Introduction
Asthma is a chronic inflammatory disorder of the airways and is
characterized by airway hyperresponsiveness and reversible airflow
obstruction that fluctuates over time. It is also recognized as a
heterogeneous disease with varying severity, responsiveness to therapy,
and long-term outcome1. Eicosanoids are a family of
bioactive lipid mediators that regulate a wide variety of inflammatory
processes2. Eicosanoid species are generated from
polyunsaturated fatty acids (PUFAs), such as arachidonic acid (AA). AA
can be converted into prostaglandins (PGs), leukotrienes (LTs) and
hydroxyeicosatetraenoic acids (HETEs)3 by
cyclooxygenases (COXs), lipoxygenases (LOXs) and cytochrome P450
epoxygenases (CYP450). 5-LOX-derived LTA4 can be
converted to lipoxins in the presence of 15-LOX, while 15-LOX generates
15-HETE3. Lipoxins and 15-HETE have been reported to
exert anti-inflammatory activity; for example, LXA4 and
15-HETE inhibit LTB4-induced chemotaxis of
neutrophils4-6. Thromboxane B2(TXB2) is non-enzymatically hydrolyzed from COX-derived
TXA2, a potent bronchial smooth muscle
spasmogen7, is known to reduce T cell secretion of the
Th1 cytokine and favor T cell differentiation toward a Th2 cytokine
profile8.
Together, these functionally diverse classes of eicosanoids are thought
to play a critical role in maintaining homeostasis and have been an
active area of investigation in assessing the mechanism underlying
asthma and their potential utility in monitoring disease progression and
treatment outcome. Indeed, several studies have suggested their roles as
the biomarkers for screening, diagnosis, and, to a limited extent,
monitoring the treatment outcome. For example, several independent
studies have shown elevated levels of eicosanoids in the EBC of patients
with asthma9,10, but due, perhaps in part, to the
limited sample sizes and the heterogeneity of the study patient
populations, unified evidence is currently lacking.
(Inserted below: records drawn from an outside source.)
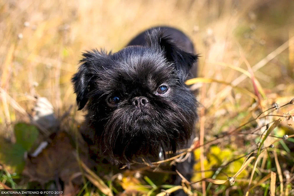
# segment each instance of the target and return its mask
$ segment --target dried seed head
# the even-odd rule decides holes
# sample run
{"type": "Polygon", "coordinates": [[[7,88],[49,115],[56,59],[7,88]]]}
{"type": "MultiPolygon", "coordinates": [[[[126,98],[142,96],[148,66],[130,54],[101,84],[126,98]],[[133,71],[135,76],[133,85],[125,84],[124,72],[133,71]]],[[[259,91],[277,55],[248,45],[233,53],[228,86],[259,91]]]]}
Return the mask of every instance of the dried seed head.
{"type": "Polygon", "coordinates": [[[230,182],[230,185],[231,186],[233,186],[235,184],[235,181],[236,181],[235,177],[228,177],[228,180],[230,182]]]}
{"type": "Polygon", "coordinates": [[[140,177],[141,177],[141,174],[138,172],[137,172],[135,173],[135,175],[134,175],[135,177],[136,178],[138,178],[140,177]]]}
{"type": "Polygon", "coordinates": [[[287,114],[284,114],[284,117],[285,117],[285,120],[287,121],[289,120],[293,119],[292,118],[293,117],[292,115],[289,112],[287,114]]]}
{"type": "Polygon", "coordinates": [[[277,110],[279,109],[280,108],[280,105],[279,105],[278,104],[277,104],[276,103],[274,104],[273,106],[275,108],[275,109],[277,110]]]}
{"type": "Polygon", "coordinates": [[[288,139],[289,137],[288,135],[284,135],[283,136],[283,140],[284,141],[285,141],[288,139]]]}
{"type": "Polygon", "coordinates": [[[121,180],[123,179],[123,175],[119,173],[117,175],[117,180],[118,180],[120,181],[121,181],[121,180]]]}

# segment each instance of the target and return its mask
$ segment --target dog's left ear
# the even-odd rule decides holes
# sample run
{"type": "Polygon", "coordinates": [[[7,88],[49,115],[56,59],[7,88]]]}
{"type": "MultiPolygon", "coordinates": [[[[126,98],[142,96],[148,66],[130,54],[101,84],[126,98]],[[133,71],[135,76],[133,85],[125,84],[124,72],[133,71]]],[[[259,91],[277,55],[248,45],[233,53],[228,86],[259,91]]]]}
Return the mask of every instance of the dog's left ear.
{"type": "Polygon", "coordinates": [[[99,77],[99,70],[108,55],[103,51],[97,50],[83,54],[82,64],[78,70],[71,79],[74,92],[76,94],[78,110],[83,108],[88,101],[95,82],[99,77]]]}
{"type": "Polygon", "coordinates": [[[151,29],[147,33],[146,41],[149,46],[163,51],[169,61],[176,64],[177,73],[184,82],[198,60],[198,55],[181,49],[173,42],[171,37],[164,35],[164,32],[159,29],[151,29]]]}

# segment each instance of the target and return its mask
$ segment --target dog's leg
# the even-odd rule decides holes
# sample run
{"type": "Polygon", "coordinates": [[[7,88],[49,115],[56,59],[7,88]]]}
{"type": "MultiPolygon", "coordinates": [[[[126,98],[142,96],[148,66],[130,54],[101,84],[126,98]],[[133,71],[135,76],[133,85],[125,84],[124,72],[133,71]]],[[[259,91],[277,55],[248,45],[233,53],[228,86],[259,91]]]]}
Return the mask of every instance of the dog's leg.
{"type": "MultiPolygon", "coordinates": [[[[174,169],[175,171],[176,170],[178,170],[185,178],[190,182],[193,175],[193,166],[194,162],[194,154],[192,152],[190,155],[190,157],[188,157],[187,160],[183,162],[177,163],[176,166],[174,167],[174,169]]],[[[174,177],[174,185],[181,185],[182,179],[181,177],[177,174],[174,177]]],[[[175,192],[173,195],[180,196],[187,195],[183,190],[181,189],[175,192]]]]}

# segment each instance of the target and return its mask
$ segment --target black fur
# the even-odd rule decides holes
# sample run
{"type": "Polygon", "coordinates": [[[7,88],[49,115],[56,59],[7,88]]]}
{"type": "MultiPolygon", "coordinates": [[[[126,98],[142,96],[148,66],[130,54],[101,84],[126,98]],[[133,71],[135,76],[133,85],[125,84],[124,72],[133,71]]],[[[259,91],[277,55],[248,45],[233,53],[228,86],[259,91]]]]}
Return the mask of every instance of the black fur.
{"type": "MultiPolygon", "coordinates": [[[[198,56],[187,40],[175,29],[156,28],[117,52],[83,54],[72,81],[78,109],[87,107],[82,134],[93,158],[151,162],[161,151],[190,146],[197,102],[184,82],[198,56]],[[163,85],[167,91],[157,93],[163,85]],[[115,105],[108,101],[113,96],[121,100],[115,105]]],[[[188,180],[193,162],[177,167],[188,180]]]]}

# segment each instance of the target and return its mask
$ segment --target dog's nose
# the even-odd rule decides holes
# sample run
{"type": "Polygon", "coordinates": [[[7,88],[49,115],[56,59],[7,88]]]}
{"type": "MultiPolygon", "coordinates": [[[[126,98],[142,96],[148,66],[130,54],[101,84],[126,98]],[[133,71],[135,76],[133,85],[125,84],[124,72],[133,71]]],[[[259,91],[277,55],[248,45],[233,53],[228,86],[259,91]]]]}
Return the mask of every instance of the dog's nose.
{"type": "Polygon", "coordinates": [[[141,109],[148,102],[148,99],[145,97],[136,97],[133,98],[132,100],[132,104],[134,107],[140,107],[141,109]]]}

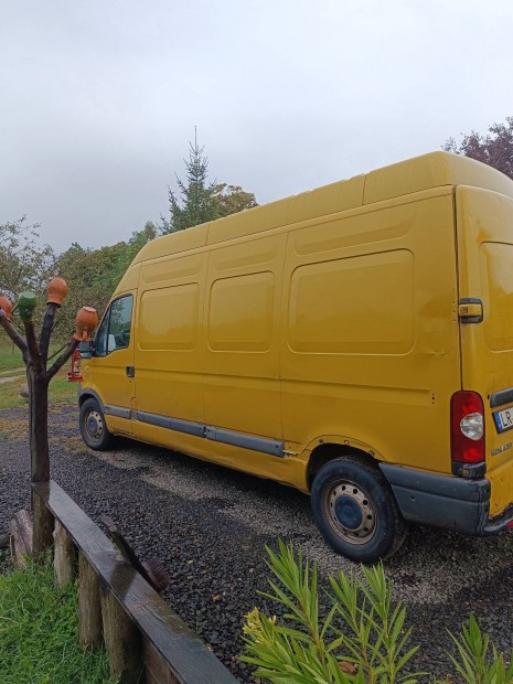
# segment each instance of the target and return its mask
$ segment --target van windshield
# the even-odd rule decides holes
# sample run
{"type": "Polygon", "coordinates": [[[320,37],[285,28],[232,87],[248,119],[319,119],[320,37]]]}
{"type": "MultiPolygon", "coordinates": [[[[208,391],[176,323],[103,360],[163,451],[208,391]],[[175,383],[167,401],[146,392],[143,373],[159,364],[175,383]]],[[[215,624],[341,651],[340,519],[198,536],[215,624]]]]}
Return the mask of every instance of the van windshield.
{"type": "Polygon", "coordinates": [[[107,309],[95,340],[97,356],[106,356],[130,344],[130,325],[133,298],[131,295],[113,301],[107,309]]]}

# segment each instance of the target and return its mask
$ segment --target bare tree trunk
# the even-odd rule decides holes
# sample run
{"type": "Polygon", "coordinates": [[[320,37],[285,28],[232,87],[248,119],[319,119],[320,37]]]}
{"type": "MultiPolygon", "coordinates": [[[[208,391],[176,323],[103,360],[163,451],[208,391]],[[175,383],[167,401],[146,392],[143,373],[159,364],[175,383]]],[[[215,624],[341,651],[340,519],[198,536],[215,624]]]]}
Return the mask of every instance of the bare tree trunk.
{"type": "MultiPolygon", "coordinates": [[[[29,439],[31,460],[31,481],[49,482],[49,385],[44,368],[35,371],[29,366],[26,380],[29,383],[29,439]]],[[[32,557],[39,558],[53,542],[53,516],[46,505],[32,491],[33,539],[32,557]]]]}

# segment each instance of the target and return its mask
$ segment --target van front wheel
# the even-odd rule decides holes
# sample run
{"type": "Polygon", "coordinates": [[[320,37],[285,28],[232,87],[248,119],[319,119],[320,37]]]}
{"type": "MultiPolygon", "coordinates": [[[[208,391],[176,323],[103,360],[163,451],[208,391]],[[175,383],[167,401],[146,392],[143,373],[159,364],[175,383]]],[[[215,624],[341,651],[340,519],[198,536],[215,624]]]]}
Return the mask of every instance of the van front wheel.
{"type": "Polygon", "coordinates": [[[79,428],[82,439],[96,451],[105,451],[113,443],[113,435],[108,431],[104,412],[96,399],[89,398],[81,406],[79,428]]]}
{"type": "Polygon", "coordinates": [[[406,524],[382,472],[363,459],[342,457],[316,474],[313,517],[339,553],[359,563],[375,563],[394,553],[406,524]]]}

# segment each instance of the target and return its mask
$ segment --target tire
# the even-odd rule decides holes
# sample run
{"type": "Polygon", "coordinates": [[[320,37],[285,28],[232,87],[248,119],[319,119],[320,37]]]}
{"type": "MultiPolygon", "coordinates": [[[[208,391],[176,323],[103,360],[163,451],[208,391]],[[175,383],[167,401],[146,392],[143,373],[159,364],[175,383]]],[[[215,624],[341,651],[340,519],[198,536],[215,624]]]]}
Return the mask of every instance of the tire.
{"type": "Polygon", "coordinates": [[[363,458],[342,457],[323,466],[313,480],[311,505],[327,542],[350,560],[376,563],[406,537],[385,477],[363,458]]]}
{"type": "Polygon", "coordinates": [[[114,441],[105,423],[104,412],[96,399],[89,398],[81,406],[78,418],[84,442],[95,451],[105,451],[114,441]]]}

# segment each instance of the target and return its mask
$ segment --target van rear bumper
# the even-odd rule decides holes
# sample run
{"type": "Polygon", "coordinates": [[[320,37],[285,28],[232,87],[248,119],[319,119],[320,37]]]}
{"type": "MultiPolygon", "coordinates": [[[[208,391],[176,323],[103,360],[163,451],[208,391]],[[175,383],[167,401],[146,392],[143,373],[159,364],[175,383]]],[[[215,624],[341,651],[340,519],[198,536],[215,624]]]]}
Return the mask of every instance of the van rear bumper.
{"type": "Polygon", "coordinates": [[[388,463],[380,468],[407,521],[480,536],[509,530],[513,522],[513,505],[490,519],[490,482],[484,478],[464,480],[388,463]]]}

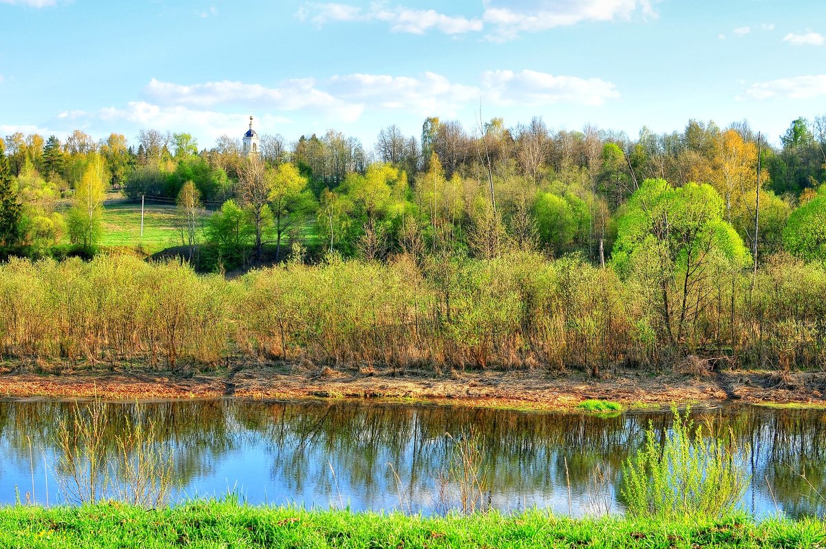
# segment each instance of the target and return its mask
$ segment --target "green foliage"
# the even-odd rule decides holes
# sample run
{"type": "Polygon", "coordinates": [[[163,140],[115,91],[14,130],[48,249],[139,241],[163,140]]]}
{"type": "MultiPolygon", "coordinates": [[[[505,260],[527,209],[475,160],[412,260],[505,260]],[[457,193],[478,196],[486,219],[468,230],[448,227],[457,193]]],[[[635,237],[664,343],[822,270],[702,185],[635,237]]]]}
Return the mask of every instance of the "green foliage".
{"type": "Polygon", "coordinates": [[[539,239],[557,254],[567,251],[577,233],[573,212],[564,198],[552,193],[543,193],[534,203],[539,239]]]}
{"type": "Polygon", "coordinates": [[[22,208],[9,171],[8,160],[0,145],[0,246],[12,246],[20,241],[22,208]]]}
{"type": "Polygon", "coordinates": [[[789,216],[783,244],[797,257],[826,261],[826,185],[789,216]]]}
{"type": "Polygon", "coordinates": [[[733,437],[704,437],[689,410],[673,413],[665,436],[649,427],[645,445],[623,467],[629,514],[669,523],[730,515],[748,487],[743,451],[733,437]]]}
{"type": "Polygon", "coordinates": [[[317,208],[316,198],[308,189],[307,178],[295,165],[283,163],[268,172],[269,206],[274,221],[276,260],[281,259],[282,236],[301,226],[317,208]]]}
{"type": "Polygon", "coordinates": [[[15,505],[0,511],[0,545],[8,547],[244,547],[502,549],[811,547],[826,542],[823,523],[743,518],[699,523],[629,518],[571,519],[532,510],[470,516],[240,505],[237,498],[198,499],[145,509],[115,503],[83,507],[15,505]],[[127,543],[128,542],[128,543],[127,543]]]}
{"type": "Polygon", "coordinates": [[[586,412],[622,412],[622,404],[610,400],[583,400],[577,408],[586,412]]]}
{"type": "Polygon", "coordinates": [[[246,212],[234,200],[227,200],[209,218],[205,233],[225,265],[233,266],[244,263],[244,250],[253,242],[255,227],[246,212]]]}
{"type": "Polygon", "coordinates": [[[100,240],[104,185],[102,160],[95,157],[87,165],[74,189],[69,211],[67,226],[73,244],[90,249],[100,240]]]}

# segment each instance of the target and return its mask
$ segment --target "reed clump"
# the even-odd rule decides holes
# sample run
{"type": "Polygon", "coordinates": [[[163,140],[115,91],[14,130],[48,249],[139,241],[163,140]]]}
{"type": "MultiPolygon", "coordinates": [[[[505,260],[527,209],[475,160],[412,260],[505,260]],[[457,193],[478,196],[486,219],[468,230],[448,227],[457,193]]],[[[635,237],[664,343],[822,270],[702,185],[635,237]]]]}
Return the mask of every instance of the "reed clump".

As the result,
knowledge about eicosanoids in disease progression and therapeutic
outcome remains incomplete, and their relationship with the disease
status has yet to be comprehensively explored and their clinical utility
as biomarkers remains to be determined. We have previously reported that
in a pediatric study population in Taiwan, the levels of exhaled
LTB4, LTE4, LXA4, and
PGE2 in asthmatic children were significantly different
from those of healthy controls, and the combination of exhaled
LTB4 and LXA4, together with FeNO and
FEV1, best characterized childhood
asthma11. We described herein an analysis of the
levels of exhaled eicosanoids differed at the time of acute exacerbation
and convalescence and reported that the levels of TXB2and 15-HETE were the most responsive to therapy.